Beta-1,3-galactosyltransferase 5 is an enzyme that in humans is encoded by the B3GALT5 gene.

This gene is a member of the beta-1,3-galactosyltransferase (beta3GalT) gene family. This family encodes type II membrane-bound glycoproteins with diverse enzymatic functions using different donor substrates (UDP-galactose and UDP-N-acetylglucosamine) and different acceptor sugars (N-acetylglucosamine, galactose, N-acetylgalactosamine). The beta3GalT genes are distantly related to the Drosophila Brainiac gene and have the protein coding sequence contained in a single exon. The beta3GalT proteins also contain conserved sequences not found in the beta4GalT or alpha3GalT proteins. The carbohydrate chains synthesized by these enzymes are designated as type 1, whereas beta4GalT enzymes synthesize type 2 carbohydrate chains.

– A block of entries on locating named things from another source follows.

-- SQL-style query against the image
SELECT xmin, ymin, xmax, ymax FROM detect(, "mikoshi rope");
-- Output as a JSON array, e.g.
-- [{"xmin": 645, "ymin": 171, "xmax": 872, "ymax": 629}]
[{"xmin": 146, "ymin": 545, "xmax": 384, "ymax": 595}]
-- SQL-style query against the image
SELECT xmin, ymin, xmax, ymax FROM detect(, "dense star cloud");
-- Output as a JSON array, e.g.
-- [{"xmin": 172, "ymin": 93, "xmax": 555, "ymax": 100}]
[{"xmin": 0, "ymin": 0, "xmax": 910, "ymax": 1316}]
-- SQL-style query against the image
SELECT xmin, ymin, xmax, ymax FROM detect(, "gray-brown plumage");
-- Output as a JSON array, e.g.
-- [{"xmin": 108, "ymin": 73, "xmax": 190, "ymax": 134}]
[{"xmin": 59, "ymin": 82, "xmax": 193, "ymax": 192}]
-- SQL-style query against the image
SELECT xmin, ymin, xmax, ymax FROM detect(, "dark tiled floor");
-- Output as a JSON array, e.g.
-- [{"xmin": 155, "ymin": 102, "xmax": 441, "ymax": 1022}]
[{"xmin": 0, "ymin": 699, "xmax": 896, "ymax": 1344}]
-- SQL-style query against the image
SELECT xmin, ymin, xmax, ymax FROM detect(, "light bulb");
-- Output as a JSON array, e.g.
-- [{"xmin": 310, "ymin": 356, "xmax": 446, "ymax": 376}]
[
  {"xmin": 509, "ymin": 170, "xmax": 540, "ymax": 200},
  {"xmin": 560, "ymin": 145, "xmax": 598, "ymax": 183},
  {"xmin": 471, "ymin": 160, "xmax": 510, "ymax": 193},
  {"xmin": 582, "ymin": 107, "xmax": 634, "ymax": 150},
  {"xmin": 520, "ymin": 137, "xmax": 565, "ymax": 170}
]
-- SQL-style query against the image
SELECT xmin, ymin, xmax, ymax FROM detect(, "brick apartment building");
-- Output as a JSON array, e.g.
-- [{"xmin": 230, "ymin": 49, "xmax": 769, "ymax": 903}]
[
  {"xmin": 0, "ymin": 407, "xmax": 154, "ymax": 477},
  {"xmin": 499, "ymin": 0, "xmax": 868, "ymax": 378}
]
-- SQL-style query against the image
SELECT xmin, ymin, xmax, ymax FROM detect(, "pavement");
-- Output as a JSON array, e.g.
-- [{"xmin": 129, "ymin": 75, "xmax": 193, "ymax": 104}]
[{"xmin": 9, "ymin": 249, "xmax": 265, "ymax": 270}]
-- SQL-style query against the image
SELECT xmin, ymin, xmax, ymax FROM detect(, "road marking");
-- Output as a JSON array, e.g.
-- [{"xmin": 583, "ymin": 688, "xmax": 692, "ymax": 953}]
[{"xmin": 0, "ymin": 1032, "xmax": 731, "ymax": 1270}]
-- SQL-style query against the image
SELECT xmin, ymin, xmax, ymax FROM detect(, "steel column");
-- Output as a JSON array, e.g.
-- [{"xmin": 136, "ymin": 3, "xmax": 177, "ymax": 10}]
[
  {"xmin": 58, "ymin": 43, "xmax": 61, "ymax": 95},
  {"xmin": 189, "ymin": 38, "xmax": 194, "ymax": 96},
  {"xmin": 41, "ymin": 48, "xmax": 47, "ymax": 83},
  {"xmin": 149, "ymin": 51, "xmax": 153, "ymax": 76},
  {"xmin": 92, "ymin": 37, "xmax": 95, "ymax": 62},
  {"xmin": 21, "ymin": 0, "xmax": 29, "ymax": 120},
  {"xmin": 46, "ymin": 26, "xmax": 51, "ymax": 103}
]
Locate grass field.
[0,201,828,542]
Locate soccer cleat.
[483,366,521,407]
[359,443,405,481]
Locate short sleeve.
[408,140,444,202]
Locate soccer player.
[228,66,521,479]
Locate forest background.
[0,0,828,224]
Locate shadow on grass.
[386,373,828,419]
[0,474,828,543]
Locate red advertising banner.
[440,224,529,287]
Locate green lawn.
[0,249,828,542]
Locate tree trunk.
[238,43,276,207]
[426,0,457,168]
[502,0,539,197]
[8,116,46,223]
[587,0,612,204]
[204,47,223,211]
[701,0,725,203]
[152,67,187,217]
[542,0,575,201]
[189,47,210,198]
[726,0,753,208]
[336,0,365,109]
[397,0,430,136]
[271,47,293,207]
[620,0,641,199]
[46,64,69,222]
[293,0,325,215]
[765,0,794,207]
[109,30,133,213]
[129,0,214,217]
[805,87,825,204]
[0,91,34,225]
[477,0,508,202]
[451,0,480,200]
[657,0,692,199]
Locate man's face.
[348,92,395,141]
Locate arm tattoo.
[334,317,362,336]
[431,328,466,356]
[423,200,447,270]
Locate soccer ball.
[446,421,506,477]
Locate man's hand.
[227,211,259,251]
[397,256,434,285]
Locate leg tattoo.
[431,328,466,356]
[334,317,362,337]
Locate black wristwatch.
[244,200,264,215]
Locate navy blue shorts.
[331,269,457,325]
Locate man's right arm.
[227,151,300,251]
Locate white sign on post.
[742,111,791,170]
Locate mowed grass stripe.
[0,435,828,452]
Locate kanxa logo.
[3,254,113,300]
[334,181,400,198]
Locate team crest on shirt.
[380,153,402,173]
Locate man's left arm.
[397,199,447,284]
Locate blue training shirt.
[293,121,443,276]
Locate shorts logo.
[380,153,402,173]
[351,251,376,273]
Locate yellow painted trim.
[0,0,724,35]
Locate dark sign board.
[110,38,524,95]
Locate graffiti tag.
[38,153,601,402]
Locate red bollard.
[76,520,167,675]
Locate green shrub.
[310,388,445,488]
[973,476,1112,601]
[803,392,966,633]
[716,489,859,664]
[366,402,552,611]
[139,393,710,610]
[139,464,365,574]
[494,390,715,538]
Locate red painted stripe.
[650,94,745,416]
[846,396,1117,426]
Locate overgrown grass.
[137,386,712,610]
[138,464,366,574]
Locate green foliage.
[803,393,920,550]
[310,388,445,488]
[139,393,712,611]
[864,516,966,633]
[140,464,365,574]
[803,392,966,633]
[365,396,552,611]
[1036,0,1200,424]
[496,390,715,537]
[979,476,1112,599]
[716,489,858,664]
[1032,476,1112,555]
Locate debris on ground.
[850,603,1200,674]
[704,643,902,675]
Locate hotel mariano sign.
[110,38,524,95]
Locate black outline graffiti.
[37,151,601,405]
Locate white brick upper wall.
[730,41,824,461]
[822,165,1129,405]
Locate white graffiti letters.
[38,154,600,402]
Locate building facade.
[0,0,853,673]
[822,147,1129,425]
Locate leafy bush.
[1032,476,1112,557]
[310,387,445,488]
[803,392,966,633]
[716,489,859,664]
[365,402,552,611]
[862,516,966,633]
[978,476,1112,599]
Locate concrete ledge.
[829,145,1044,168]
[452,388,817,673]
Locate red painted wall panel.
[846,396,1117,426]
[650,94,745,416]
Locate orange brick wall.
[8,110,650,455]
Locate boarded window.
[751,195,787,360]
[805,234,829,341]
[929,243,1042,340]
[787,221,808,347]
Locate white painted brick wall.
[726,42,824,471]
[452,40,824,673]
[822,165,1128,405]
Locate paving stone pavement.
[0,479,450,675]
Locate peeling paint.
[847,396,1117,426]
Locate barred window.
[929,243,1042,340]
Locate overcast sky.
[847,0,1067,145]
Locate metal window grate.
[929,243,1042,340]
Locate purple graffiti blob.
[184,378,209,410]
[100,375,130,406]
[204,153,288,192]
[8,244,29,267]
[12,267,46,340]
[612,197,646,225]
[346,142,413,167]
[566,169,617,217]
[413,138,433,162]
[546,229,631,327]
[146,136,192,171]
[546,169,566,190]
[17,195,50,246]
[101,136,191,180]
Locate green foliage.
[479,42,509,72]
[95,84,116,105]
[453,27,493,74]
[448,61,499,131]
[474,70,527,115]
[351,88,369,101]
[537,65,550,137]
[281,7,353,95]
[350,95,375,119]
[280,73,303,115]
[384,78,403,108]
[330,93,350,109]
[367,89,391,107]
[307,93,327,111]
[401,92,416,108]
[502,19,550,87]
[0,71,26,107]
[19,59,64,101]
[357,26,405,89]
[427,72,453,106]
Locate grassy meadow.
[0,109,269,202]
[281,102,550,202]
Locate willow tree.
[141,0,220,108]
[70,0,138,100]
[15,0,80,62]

The ratio of type 1:type 2 chains changes during embryogenesis. By sequence similarity, the beta3GalT genes fall into at least two groups: beta3GalT4 and 4 other beta3GalT genes (beta3GalT1-3, beta3GalT5). This gene encodes the most probable candidate for synthesis of the type 1 Lewis antigens which are frequently found to be elevated in gastrointestinal and pancreatic cancers. The encoded protein is inactive with N-linked glycoproteins and functions in mucin glycosylation. Five transcript variants have been described which differ in the 5' UTR. All transcript variants encode an identical protein.